Respected leaders in education, public policy, and community advocacy from San Antonio and throughout the country, participated in the event’s panels, which are still available for viewing on MACRI’s Facebook page and YouTube page.  Featured speakers included Dr. Stephen Pitti of Yale University, Dr. David Montejano of the University of California, Berkeley, Celina Moreno, President and CEO of the Intercultural Development Research Association (IDRA), and Rosie Castro, civil rights activist and former Bexar County Chair of La Raza Unida Party and others.

The vision for the organization is to foster, “communities where all Americans are inspired by the Mexican American civil rights legacy and see themselves as participants and transformational leaders in the ongoing struggle for social justice, inclusion and equity.”

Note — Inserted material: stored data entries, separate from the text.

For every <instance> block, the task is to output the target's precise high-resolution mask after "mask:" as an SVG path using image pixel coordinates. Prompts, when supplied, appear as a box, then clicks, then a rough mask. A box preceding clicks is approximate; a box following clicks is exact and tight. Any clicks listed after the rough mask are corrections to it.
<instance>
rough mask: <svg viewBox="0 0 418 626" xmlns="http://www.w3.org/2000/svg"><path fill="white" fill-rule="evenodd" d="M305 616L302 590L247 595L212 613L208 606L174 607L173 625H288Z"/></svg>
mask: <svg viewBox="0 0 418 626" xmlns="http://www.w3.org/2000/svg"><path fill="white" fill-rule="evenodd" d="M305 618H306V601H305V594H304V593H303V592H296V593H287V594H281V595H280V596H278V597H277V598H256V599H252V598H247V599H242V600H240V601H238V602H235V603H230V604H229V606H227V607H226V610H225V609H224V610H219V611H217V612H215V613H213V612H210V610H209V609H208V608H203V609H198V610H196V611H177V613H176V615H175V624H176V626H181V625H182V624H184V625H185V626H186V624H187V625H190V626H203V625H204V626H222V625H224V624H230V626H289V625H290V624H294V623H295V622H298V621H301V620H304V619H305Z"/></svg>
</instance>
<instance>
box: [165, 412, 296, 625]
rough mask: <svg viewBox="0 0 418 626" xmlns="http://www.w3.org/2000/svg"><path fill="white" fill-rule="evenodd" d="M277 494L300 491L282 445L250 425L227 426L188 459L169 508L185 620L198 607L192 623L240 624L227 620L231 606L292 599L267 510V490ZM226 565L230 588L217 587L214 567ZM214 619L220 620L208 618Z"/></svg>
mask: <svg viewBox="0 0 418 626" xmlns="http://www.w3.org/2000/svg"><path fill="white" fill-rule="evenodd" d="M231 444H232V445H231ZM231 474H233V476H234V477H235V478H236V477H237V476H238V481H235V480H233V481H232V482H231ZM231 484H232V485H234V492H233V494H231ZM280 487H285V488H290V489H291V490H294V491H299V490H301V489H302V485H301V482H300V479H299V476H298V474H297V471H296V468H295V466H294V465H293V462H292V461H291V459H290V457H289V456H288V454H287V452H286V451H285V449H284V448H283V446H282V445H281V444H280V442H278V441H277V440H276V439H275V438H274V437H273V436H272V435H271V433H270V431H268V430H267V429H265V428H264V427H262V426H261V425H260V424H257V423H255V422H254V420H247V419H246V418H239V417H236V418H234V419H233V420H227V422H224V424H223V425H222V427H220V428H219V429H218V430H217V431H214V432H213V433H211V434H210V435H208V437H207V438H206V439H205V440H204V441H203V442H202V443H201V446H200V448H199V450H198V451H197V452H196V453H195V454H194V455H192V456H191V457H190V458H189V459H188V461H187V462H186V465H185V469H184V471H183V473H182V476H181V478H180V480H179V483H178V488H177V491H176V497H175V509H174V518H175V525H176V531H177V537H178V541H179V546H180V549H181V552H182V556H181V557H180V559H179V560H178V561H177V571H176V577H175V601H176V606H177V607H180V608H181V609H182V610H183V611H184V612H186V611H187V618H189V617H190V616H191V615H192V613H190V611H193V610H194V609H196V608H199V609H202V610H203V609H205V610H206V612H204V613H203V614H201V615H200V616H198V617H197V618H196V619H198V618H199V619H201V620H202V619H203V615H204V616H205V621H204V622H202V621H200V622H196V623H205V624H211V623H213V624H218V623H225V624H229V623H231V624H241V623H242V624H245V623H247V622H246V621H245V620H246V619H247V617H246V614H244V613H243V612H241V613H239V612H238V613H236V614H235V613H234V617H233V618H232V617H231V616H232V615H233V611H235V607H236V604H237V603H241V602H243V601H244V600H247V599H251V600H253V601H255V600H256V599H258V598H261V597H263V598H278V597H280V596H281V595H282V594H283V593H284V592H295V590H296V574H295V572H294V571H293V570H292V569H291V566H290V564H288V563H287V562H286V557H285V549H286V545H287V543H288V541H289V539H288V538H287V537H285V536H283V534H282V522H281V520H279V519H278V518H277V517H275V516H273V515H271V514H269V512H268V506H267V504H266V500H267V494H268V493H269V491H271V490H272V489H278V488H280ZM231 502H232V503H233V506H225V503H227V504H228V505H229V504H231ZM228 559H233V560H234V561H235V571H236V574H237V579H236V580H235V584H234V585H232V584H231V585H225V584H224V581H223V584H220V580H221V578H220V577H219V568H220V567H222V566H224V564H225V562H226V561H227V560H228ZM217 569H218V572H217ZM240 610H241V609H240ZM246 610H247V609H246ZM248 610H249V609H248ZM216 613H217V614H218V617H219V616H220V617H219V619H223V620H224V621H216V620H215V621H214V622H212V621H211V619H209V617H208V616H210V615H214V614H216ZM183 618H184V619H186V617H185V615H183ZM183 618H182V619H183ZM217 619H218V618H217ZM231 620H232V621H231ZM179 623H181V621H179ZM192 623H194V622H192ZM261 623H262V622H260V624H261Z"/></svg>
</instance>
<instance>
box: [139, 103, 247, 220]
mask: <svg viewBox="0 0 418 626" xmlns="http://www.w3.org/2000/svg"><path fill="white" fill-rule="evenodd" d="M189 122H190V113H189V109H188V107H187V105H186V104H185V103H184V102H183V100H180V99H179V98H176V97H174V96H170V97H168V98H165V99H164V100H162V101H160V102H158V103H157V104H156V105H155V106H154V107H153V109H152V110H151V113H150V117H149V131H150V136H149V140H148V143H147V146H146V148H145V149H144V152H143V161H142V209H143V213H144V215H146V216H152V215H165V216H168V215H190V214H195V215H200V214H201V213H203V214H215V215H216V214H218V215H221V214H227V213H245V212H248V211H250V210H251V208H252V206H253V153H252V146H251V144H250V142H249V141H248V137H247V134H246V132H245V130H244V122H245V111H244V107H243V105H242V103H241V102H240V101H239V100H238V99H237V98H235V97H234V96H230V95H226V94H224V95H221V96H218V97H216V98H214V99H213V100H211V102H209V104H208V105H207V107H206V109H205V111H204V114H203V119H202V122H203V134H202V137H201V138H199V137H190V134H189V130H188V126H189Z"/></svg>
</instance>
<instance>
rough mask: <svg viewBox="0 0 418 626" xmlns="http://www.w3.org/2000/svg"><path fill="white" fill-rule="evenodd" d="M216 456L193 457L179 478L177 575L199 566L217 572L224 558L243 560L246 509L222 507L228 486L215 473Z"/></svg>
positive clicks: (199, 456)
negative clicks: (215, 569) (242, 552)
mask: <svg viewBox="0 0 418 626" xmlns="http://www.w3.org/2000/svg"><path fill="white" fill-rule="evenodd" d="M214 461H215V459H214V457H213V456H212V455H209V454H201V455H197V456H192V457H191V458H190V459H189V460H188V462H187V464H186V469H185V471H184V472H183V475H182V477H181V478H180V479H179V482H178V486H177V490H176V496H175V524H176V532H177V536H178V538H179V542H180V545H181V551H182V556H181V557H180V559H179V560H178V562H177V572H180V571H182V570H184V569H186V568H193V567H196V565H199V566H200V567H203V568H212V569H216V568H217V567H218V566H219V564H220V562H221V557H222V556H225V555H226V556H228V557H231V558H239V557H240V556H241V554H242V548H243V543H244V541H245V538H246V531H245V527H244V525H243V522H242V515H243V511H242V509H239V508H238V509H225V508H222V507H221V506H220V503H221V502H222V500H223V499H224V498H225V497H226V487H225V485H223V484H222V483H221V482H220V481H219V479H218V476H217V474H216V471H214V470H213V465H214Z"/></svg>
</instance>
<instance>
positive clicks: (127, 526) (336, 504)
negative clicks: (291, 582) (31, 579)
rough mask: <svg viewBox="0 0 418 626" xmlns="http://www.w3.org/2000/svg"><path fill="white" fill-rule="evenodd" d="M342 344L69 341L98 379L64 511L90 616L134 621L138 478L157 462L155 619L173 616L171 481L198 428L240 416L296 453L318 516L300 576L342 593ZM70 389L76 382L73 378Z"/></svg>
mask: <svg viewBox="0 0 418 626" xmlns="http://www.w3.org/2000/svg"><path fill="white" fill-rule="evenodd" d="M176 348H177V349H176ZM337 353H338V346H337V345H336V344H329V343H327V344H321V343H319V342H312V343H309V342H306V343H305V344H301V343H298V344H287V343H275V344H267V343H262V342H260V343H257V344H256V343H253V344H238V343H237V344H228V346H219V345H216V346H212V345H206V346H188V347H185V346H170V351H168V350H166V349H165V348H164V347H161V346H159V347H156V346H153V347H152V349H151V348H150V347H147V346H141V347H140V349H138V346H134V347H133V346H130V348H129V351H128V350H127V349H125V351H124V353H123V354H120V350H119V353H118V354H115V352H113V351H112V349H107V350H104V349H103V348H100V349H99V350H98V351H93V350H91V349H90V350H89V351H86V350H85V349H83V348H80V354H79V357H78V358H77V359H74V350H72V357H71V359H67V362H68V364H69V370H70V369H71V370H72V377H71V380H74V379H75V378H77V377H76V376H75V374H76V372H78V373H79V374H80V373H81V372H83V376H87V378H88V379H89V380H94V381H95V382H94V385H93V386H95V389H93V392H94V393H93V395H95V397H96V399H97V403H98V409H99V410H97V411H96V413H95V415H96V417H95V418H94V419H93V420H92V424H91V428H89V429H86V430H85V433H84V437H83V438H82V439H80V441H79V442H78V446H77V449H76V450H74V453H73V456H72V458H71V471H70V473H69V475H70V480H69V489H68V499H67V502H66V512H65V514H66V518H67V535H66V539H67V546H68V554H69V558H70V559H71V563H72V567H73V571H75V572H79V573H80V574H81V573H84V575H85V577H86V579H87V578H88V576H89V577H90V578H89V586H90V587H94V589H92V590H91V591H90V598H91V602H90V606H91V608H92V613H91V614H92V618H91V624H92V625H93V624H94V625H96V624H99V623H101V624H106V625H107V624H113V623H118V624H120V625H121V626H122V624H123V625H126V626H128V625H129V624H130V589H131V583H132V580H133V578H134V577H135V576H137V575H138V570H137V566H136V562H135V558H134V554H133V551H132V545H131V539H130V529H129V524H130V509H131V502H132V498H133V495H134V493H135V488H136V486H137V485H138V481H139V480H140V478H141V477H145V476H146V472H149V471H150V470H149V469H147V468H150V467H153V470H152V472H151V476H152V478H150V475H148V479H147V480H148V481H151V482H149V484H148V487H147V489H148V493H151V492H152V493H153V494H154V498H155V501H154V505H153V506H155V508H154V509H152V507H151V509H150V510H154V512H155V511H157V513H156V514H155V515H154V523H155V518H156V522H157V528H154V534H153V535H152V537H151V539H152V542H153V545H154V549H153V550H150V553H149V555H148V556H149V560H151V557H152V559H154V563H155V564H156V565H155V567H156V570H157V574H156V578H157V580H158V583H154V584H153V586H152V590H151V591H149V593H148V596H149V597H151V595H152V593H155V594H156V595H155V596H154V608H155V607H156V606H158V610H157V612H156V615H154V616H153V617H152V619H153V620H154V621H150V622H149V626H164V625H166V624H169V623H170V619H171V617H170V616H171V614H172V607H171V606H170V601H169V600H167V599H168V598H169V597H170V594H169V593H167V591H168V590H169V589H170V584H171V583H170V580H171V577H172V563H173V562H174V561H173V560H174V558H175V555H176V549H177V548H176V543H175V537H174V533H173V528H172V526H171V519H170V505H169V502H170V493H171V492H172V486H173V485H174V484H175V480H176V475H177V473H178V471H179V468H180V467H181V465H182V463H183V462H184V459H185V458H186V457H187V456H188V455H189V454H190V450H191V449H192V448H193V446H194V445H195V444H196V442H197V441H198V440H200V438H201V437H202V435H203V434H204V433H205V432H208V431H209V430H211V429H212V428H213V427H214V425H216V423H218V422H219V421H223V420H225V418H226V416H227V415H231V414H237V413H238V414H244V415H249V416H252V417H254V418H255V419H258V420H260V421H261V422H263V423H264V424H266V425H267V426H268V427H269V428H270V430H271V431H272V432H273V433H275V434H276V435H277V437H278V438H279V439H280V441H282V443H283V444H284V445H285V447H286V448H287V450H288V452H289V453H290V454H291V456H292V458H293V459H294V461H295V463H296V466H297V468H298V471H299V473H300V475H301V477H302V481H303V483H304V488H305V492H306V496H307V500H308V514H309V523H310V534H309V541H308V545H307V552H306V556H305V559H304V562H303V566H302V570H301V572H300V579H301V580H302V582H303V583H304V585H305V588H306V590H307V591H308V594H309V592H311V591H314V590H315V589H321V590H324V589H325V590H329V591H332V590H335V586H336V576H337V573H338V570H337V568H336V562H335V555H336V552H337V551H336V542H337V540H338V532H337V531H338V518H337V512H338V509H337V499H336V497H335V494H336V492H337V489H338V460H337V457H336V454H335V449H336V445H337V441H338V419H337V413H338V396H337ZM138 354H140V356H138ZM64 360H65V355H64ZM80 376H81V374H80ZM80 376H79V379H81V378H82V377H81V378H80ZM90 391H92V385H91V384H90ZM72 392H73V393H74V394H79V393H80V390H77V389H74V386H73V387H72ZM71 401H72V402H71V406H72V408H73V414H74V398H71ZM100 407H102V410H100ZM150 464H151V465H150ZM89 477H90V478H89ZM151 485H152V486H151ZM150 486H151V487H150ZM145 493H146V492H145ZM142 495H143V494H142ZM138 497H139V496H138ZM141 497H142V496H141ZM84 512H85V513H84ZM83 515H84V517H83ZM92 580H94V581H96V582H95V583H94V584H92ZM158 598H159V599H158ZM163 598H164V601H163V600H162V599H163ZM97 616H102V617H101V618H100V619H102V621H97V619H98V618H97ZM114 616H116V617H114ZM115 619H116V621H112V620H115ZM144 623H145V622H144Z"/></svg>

Gould emphasized that Mexican American history is U.S history and MACRI supports that foundational knowledge by partnering with Region 20 to enhance Texas History courses which are taught in the 4th and 7th grades.

Upcoming Virtual Programming includes:

Saturday, September 26th, MACRI will partner with the City of San Antonio’s World Heritage Office to present “Mission Marquee Plaza celebrates Hispanic Heritage Month and the Legacies and Promises of the Mexican American Civil Rights Movement” online at 6 p.m. CT.

MACRI will also partner with Education Service Center, Region 20 this fall to host workshops for fourth and seventh grade teachers on incorporating Mexican American civil rights history into the classroom.

“All of us just want to be seen and acknowledged. This is the struggle to be respected, so that all of your human rights are recognized and not trampled on,” said interim director,  Sarah Zenaida Gould, PhD.